比起肖申克,榛樹丘精神病院這個地點在整部劇裡存在感更強。

女主角之一莉莉被送進去過,鮑勃·格雷的女兒英格麗在那裡工作了幾十年。結尾的彩蛋裡,貝芙莉·馬許在那裡目睹了母親的死亡。

這家醫院不是編劇瞎編的,它是斯蒂芬·金宇宙裡最重要的精神病院,在至少十部作品裡出現過。

《小醜回魂》原著裡,亨利·鮑爾斯在童年對抗潘尼懷斯之後精神崩潰,被送進這家醫院。27年後他被那個怪物操控,從這裡逃出來,去追殺長大後的失敗者俱樂部成員。

《必需品》裡,内蒂·科布因為殺夫被關在這裡,後來被假釋。

《失眠》裡,這家醫院是故事的重要場景。

《傑羅德遊戲》,《人鬼雙胞胎》,《穹頂之下》,《綠魔》,《屍骨袋》,都有它的影子。

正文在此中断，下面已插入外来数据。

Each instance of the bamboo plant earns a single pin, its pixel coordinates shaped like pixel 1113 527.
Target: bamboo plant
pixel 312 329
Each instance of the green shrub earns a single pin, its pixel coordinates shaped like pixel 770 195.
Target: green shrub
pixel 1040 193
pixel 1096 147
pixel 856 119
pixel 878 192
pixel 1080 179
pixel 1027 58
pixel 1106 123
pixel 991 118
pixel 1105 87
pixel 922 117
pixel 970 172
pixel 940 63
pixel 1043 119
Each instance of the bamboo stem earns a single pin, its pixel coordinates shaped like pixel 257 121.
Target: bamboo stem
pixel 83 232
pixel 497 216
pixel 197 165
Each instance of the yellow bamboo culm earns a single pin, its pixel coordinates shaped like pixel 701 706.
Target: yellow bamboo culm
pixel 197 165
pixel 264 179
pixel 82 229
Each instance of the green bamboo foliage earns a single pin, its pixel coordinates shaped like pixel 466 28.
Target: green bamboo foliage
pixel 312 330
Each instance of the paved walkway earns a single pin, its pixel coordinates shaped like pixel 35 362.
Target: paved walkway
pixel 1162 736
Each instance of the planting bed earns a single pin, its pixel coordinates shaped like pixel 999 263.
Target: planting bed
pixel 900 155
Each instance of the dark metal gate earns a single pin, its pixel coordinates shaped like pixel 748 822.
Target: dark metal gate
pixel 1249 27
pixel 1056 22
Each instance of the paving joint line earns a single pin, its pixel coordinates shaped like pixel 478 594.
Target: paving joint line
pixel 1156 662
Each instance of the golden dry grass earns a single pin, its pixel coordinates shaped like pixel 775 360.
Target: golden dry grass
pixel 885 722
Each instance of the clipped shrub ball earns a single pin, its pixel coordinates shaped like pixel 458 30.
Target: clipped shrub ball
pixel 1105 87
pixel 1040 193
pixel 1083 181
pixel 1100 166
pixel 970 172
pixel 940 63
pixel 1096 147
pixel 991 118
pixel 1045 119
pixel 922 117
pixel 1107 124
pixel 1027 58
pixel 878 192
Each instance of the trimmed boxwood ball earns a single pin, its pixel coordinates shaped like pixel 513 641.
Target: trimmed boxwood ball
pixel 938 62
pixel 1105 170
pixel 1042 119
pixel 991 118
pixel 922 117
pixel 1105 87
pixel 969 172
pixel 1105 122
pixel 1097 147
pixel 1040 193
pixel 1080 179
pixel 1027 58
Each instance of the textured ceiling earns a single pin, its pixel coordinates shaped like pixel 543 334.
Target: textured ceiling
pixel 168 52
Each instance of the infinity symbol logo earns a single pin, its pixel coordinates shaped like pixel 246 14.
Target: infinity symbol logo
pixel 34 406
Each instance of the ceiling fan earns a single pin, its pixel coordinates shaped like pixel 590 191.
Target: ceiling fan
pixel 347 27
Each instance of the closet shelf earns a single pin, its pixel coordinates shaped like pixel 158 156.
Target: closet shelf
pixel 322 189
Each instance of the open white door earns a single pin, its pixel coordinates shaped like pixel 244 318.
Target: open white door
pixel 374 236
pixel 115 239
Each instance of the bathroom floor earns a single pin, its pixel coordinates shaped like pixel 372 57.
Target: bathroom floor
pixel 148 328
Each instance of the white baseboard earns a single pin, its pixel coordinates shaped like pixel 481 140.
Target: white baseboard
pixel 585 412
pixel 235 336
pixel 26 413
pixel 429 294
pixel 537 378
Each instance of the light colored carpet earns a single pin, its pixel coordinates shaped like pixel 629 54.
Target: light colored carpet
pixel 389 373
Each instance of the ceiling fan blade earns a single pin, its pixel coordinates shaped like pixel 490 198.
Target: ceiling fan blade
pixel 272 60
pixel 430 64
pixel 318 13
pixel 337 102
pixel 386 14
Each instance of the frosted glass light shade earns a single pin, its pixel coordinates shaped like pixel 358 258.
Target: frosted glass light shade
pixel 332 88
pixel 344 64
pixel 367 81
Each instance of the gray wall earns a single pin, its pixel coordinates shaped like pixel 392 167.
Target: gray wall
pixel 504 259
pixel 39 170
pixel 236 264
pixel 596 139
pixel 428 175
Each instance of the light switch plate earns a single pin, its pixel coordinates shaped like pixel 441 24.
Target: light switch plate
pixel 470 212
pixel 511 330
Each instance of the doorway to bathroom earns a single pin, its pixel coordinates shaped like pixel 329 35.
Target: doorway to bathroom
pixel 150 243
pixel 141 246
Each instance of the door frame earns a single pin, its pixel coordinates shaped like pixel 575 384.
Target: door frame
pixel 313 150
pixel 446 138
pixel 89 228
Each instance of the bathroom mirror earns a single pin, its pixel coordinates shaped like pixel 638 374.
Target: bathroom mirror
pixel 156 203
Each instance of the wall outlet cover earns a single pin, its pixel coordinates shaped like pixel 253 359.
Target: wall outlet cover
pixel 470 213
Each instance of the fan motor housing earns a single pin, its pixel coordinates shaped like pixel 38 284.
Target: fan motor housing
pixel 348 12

這地方就像一個旋轉門,金宇宙的角色們在這裡進進出出,帶着各自的創傷和瘋狂。

這部劇裡還到處都是烏龜。

孩子們在學校看防核宣傳片,主持人是一隻戴鋼盔的卡通烏龜,名叫博特龜。

蘇西的手鍊上有一個烏龜吊墜。

失蹤男孩馬蒂送給莉莉的禮物,是一隻烏龜。

原住民的埋葬儀式裡,他們把隕石碎片放進烏龜殼裡。

露絲給哈洛倫喝的茶,是用馬圖林根泡的。

馬圖林這個名字是關鍵。

在斯蒂芬·金的宇宙觀裡,馬圖林是一隻巨大的宇宙烏龜,是潘尼懷斯的死敵,創世的力量光明的象征。傳說它因為胃疼嘔吐,吐出來的東西就是我們的宇宙。

馬圖林是黑塔系列裡十二位光束守護者之一。每一位守護者都支撐着一道光束,而這些光束共同支撐着黑塔,位于一切存在中心的建築。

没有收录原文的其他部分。